Show Me Your Struggle

It's 8:15. The show starts at 8:30 but doors were at 8:00. Besides us three performers, there are seven people in the room. Three of them work here. Two more are related to me. The soundman asks when we want to start. "8:30", I tell him. His eyes shift around the empty room (the big empty room), then back to me. "So, 15 minutes?" he asks with a tone that states the obvious. "Yeah" I answer, my confidence rapidly leaking out onto the just-swept floor.


This story is hard for me to tell. It gets at the sick heart of my weakness. I am telling you how I feel failure.

My greatest struggle as an artist is in having an audience.

This is what I fear. This is why I send out just enough social media updates before an event to not be creepy and annoying. I hope.

These twenty minutes kill me. The ten minutes before showtime and the ten minutes after, when I delay the start to allow the crowd to build by two or three more friends who told me they were coming. I feel all twenty of those minutes grinding slow, directly in my gut. Every time.

When I was in high school, I was in a band called Audience of One. I know. Not great. The idea was we were playing for God–a gift back to the giver of our creativity. Aside from being a cheesy name (and a name used by other bands), the idea didn't work. "One" has never been enough for me.

An audience is the part of the artistic process I have the least control over. I can invite, but that's about it. Even free tickets handed out with the sincerity of a puppy cannot guarantee attendance.

It's not just a musician problem. Any performer has faced those twenty minutes, but it carries over to visual art as well. Will people show up for my opening? Will anyone buy a piece? In writing, I'm left wondering if anyone will read this post or if a publisher will ever get back to me–did anyone even see that pitch I laboured over for two weeks?

Why is this my struggle? Why does this bother me so much?

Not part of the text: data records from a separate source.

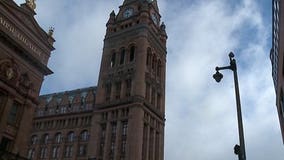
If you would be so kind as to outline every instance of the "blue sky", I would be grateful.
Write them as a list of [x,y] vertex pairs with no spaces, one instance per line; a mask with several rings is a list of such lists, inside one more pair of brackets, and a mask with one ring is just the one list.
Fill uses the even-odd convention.
[[[24,0],[16,0],[23,3]],[[238,63],[247,159],[282,160],[271,77],[270,0],[158,0],[167,25],[165,160],[237,159],[233,75],[212,79],[215,66]],[[55,27],[56,50],[42,94],[96,85],[112,10],[122,0],[37,1],[39,24]]]

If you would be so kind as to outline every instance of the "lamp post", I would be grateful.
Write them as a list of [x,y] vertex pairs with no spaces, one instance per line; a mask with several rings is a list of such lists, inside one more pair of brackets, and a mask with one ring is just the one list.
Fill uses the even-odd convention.
[[213,78],[216,82],[220,82],[223,78],[223,75],[219,72],[220,70],[230,69],[234,73],[234,83],[235,83],[235,94],[236,94],[236,104],[237,104],[237,115],[238,115],[238,129],[239,129],[239,141],[240,145],[235,145],[234,153],[238,155],[239,160],[246,160],[246,151],[245,151],[245,139],[244,139],[244,129],[243,129],[243,120],[242,120],[242,110],[241,110],[241,100],[239,92],[239,83],[238,83],[238,74],[237,74],[237,65],[234,58],[234,54],[230,52],[229,54],[230,65],[225,67],[216,67],[216,73],[213,75]]

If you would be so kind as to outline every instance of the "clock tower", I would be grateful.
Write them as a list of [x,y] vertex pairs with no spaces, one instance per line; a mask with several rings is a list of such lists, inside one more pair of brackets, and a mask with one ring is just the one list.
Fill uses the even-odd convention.
[[106,24],[93,124],[97,159],[163,160],[165,25],[157,0],[125,0]]

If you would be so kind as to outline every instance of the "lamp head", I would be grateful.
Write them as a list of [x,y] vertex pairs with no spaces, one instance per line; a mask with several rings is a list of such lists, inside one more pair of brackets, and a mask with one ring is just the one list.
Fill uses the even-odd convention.
[[215,74],[213,74],[213,78],[216,80],[216,82],[219,83],[223,78],[223,74],[217,71]]

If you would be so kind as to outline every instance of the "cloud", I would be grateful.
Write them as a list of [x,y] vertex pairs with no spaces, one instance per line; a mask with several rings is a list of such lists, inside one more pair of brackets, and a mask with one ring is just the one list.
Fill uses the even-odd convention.
[[164,11],[169,34],[166,159],[236,158],[232,73],[223,71],[220,84],[212,79],[216,65],[229,65],[230,51],[236,51],[239,66],[247,158],[282,159],[268,57],[270,24],[264,24],[258,3],[175,3]]
[[[22,3],[17,0],[17,3]],[[237,159],[233,75],[215,66],[238,63],[247,159],[282,160],[284,150],[269,62],[271,6],[257,0],[159,0],[167,25],[165,160]],[[119,1],[37,2],[39,24],[55,27],[56,50],[42,93],[96,85],[105,23]],[[270,7],[270,8],[269,8]],[[271,12],[269,12],[270,14]]]

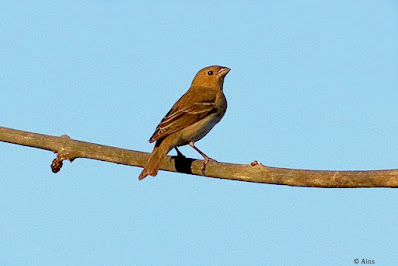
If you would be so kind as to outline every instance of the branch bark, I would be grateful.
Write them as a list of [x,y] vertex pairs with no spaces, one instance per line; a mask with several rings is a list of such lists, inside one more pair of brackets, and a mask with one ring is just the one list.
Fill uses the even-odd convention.
[[[149,153],[121,149],[69,138],[67,135],[50,136],[11,128],[0,127],[0,141],[14,143],[57,154],[51,164],[58,172],[63,160],[88,158],[117,164],[144,167]],[[161,170],[193,175],[202,174],[202,160],[182,156],[167,156]],[[398,187],[398,169],[372,171],[321,171],[264,166],[256,161],[251,164],[231,164],[211,161],[206,166],[206,176],[256,183],[299,187],[353,188]]]

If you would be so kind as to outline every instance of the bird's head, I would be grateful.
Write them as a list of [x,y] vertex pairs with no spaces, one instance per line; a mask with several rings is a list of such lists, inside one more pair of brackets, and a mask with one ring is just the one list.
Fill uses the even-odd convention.
[[192,87],[223,88],[224,77],[231,69],[223,66],[205,67],[196,74]]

Why do I need the affirmation of others so badly? Why do I want to be sure that you like me? I feel these questions tugging me towards growth this morning. There is value in acknowledging my struggle.

So, what is your struggle? In what dark corner of your artistic life does fear like to lurk?

Today, I'm asking you to show me your struggle. I just showed you mine.

Tell me, in the comments below, what you struggle with in your creative life? Maybe it's the time to create. Perhaps distractions or organisation? Maybe identity, or money, or ...

Be brave today and show us your struggle. You'll find you are not alone.